In 1958, both Johnson and Evinrude introduced 70.7 CID V4 outboards rated at 50 hp and weighing 200 lb. By 1972, the same basic V4 block was producing more than double the horsepower in stock form because of the experience manufacturers gained from racing. In 1988, Yamaha introduced a 130 hp two-stroke V4 to the US market with what was called "precision blend" oil injection. Most of the outboard motors are usually two-stroke engines with a carburetor.

==Other uses==
In 1935, the Wisconsin Motor Manufacturing Company began producing petrol (gasoline) V4 engines for industrial, agricultural, and stationary applications, with several farm equipment manufacturers using the Wisconsin V4 engines. In 1950, the largest Wisconsin V4 engine was the VR4D with a displacement of 255 CID and a power output of 56.5 hp at 3000 rpm and a peak torque of 162 lbft at 1250 rpm. The company produced V4 engines until 2019.
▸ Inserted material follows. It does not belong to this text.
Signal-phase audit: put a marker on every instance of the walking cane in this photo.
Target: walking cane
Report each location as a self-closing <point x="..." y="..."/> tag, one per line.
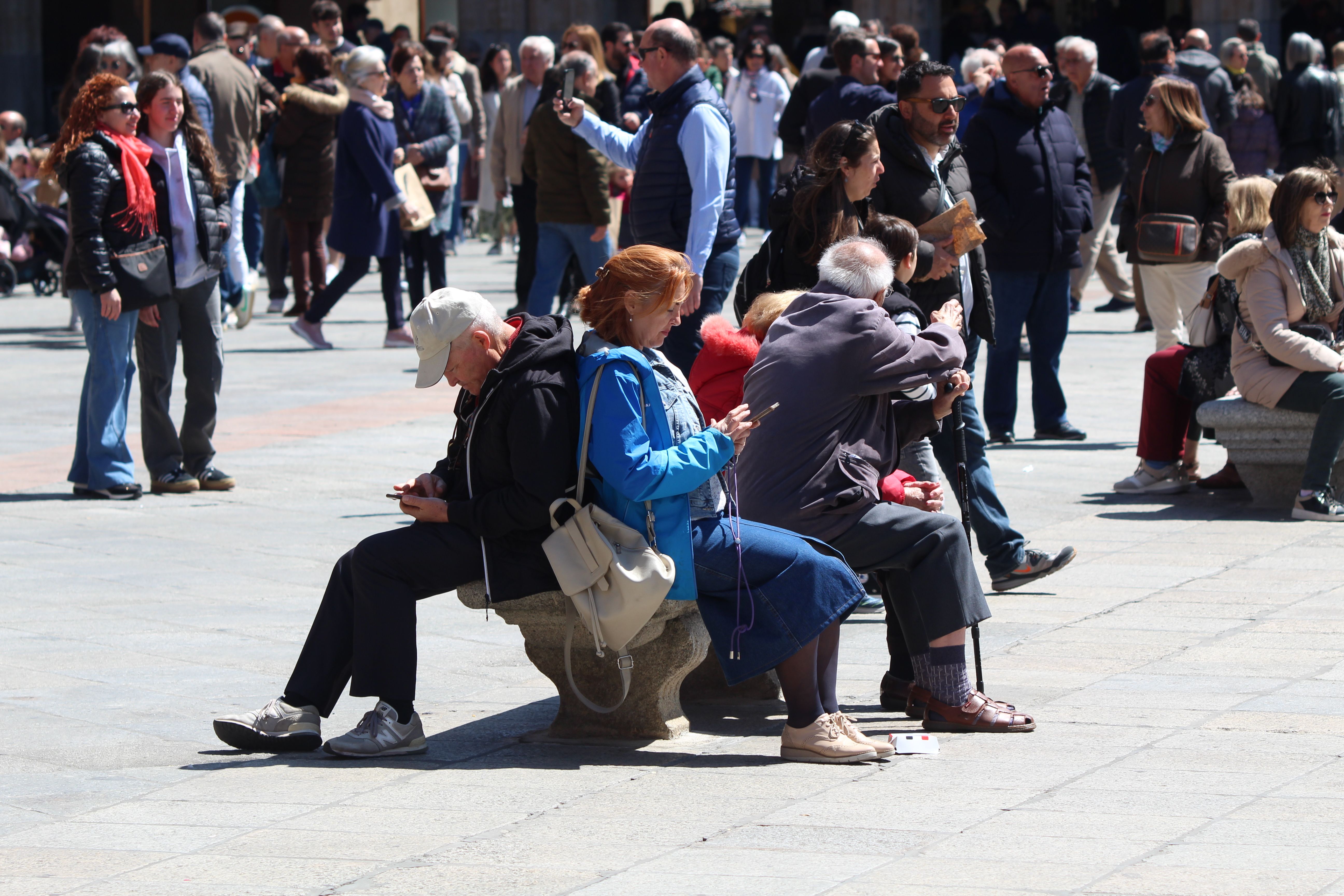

In the mid-1940s, Turner Manufacturing in the United Kingdom produced a diesel water-cooled V4 engine for industrial and marine uses. This engine was used in the 1949–1957 Turner Yeoman of England tractor.

Mitsubishi Heavy Industries built the 4ZF, an air-cooled diesel-powered V4 engine used in the Type 73 armored personnel carrier and related Japanese military vehicles since 1973.